Charbons fertiles
MAC Arteum, Châteauneuf-le-Rouge, France
17 septembre – 26 novembre 2016
Commissariat de Christiane Courbon.
« Pour la 3ème année consécutive, le mac ARTEUM s’inscrit dans la saison du dessin contemporain initiée par Paréidolie. Depuis 2014, des artistes y questionnent les notions d’espace du dessin et de dessin dans l’espace.
Saisi par la porosité qui se dégage entre les paysages environnants et ce lieu d’art situé sous la barre rocheuse du Cengle, dans une bâtisse du XVIIIème siècle, au-dessus de l’hôtel de ville de Châteauneuf le Rouge, au cœur d’un parc d’arbres dont certains sont plus que centenaires, Lionel Sabatté, en 2016, poursuit la réflexion dans un solo-show qu’il intitule : Charbons fertiles.
L’artiste, inspiré par les incendies qui ont ravagé la montagne Sainte Victoire et le Montaiguet, s’approprie la matière de bois carbonisés glanés sur ces sites, pour réaliser une série de dessins de sous-bois, de créatures hybrides, dans l’ambiance d’étrangeté qui habite son œuvre, mêlant le végétal et l’animal.
Déplacés de leur contexte originel, les bois brûlés prennent forme et sens sur des rapports d’échelle qui soulignent la relation entre le paysage extérieur et le relief proposé par la matière première. Rapport d’autant plus révélé que de petits personnages de peaux mortes et d’ongles en assurent l’ascension. L’artiste instaure un dialogue avec l’environnement proche : l’idée de la renaissance et de la transformation opère toujours dans son travail, dans un rapport à l’histoire de l’art qui renvoie à la tradition des paysages du romantisme allemand, de la peinture Taoïste, qu’il revendique. »
Christiane Courbon
Invité du mac ARTEUM, à Châteauneuf-le-Rouge, Lionel Sabatté bénéficie pour sa part d’une exposition personnelle qui lui permet de développer avantageusement sa réflexion. Au pied de la Montagne Sainte-Victoire, l’institution est située en une région propice au feu de forêt. De ce contexte, l’artiste tire les fils pour réaliser toute une série de pièces fondées sur les résidus calcinés des arbres. La référence au charbon, donc au fusain et par voie de conséquence au dessin, est explicite. A la manière de Sabatté, cela s’entend : c’est-à-dire à l’aune d’une démarche artistique que gouverne le concept de métamorphose. De fait, celui-ci n’a pas son pareil pour exploiter les ressources plastiques de matériaux les plus triviaux qui soient – tels la poussière du métro, des pièces de monnaie, des peaux mortes, de la filasse mêlée à du béton, etc. – et s’en servir à la composition d’œuvres totalement inédites. Il a ainsi donné forme à tout un monde animal lui insufflant un semblant de vie comme il réinvestit ici tout un lot d’arbres calcinés en les greffant de fleurs de coupures d’ongle. Leurs branches dénudées refleurissent tout soudain dessinant dans l’espace un faisceau de lignes vives, pleines d’une promesse printanière.
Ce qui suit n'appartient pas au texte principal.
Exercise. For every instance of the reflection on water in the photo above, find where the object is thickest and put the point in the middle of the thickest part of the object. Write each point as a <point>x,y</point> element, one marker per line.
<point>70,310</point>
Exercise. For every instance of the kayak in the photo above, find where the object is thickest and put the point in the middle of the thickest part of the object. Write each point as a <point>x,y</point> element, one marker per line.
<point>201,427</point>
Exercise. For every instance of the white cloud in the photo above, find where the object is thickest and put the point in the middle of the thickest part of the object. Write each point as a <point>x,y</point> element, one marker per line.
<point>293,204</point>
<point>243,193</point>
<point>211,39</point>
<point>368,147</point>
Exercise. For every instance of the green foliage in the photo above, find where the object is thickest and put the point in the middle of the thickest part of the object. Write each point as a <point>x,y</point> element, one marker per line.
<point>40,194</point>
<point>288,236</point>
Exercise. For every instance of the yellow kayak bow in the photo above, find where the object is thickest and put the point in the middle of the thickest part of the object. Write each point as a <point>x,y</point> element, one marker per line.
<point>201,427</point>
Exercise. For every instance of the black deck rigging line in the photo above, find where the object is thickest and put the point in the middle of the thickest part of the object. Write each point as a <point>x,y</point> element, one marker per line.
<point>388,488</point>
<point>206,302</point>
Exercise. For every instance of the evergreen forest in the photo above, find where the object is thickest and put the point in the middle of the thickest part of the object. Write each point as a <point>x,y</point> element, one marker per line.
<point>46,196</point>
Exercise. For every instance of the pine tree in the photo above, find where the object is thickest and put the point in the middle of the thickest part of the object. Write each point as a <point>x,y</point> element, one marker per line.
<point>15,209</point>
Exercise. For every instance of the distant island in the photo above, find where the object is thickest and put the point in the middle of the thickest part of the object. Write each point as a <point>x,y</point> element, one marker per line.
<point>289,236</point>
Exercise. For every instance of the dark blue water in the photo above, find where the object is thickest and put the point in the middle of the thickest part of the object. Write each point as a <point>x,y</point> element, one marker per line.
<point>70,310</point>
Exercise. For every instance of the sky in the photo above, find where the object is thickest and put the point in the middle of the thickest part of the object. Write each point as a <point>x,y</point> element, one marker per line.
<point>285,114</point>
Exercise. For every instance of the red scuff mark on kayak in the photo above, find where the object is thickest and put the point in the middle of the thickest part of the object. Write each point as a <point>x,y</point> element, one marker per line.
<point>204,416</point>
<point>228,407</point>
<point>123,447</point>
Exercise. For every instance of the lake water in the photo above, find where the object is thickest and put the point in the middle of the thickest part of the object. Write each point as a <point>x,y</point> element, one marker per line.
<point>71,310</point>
L’appropriation de ce matériau, symbole d’une destruction irréversible, a conduit par ailleurs Sabatté à s’en servir pour réaliser toute une série de dessins aux motifs végétaux et animaliers. Ce faisant, il donne à ce charbon l’occasion d’une nouvelle renaissance et pour tout dire d’une fertilité – comme l’atteste le titre de « Charbons fertiles » qu’il a choisi de donner à son exposition. C’est sa façon de nouer un dialogue avec la nature environnante, d’en célébrer la vitalité fondamentale et l’énergie secrète, en écho à ce que le dessin est toujours à la source d’un revival permanent de la forme. En parfait magicien, Sabatté orchestre encore d’autres tours en transformant ces morceaux de bois en de petites montagnes qu’escaladent de minuscules personnages faits d’ongles et de peaux mortes. La légèreté de leur silhouette le dispute à celle d’un simple dessin au trait tout en référant à toute une iconographie cultivée, prélude à la question de l’être dans son rapport au monde extérieur.
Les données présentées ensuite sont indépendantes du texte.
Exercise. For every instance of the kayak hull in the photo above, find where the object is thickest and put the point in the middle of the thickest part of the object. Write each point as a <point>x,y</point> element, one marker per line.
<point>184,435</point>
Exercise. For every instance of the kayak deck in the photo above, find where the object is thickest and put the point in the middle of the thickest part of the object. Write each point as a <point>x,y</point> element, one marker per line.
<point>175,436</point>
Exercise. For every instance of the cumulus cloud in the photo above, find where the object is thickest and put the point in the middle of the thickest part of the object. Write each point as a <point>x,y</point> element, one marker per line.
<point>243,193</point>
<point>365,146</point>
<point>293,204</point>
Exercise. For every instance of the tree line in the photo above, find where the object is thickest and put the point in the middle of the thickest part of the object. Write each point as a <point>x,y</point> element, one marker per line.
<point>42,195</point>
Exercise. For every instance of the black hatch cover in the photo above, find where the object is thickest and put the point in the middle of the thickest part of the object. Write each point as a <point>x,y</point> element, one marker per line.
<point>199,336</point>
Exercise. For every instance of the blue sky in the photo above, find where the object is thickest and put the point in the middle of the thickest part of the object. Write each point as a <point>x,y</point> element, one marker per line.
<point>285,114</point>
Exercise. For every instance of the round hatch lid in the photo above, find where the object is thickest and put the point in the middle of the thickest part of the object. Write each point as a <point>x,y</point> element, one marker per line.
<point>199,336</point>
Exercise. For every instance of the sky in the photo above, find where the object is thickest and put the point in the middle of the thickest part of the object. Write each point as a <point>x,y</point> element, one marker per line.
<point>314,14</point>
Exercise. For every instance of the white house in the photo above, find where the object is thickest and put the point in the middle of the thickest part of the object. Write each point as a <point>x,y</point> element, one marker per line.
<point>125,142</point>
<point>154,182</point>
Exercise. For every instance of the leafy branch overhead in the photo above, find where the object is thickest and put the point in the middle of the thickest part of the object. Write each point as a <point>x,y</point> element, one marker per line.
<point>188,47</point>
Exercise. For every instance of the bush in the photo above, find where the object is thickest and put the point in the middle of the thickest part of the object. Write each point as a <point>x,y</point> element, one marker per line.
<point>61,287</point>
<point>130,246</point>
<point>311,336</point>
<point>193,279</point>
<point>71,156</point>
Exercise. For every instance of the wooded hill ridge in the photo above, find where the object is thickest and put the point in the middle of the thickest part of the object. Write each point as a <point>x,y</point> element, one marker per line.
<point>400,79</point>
Tout l’art de Lionel Sabatté est requis par la dialectique du vivant et de l’artificiel. Ses dessins, ses sculptures, voire ses peintures procèdent d’une alchimie subtile qui met en exergue de façon plus ou moins évidente l’idée de flux. Entre forme et informe, l’artiste décline son œuvre à l’aune d’une transmutation, laissant faire la matière employée, sinon l’entraînant à sa propre surprise dans des jeux d’association imprévisibles. Dans tous les cas, il y va d’une invention plastique et d’un pari qui visent à redonner vie à tout ce qui pourrait passer pour fini ou perdu. Eloge du phénix.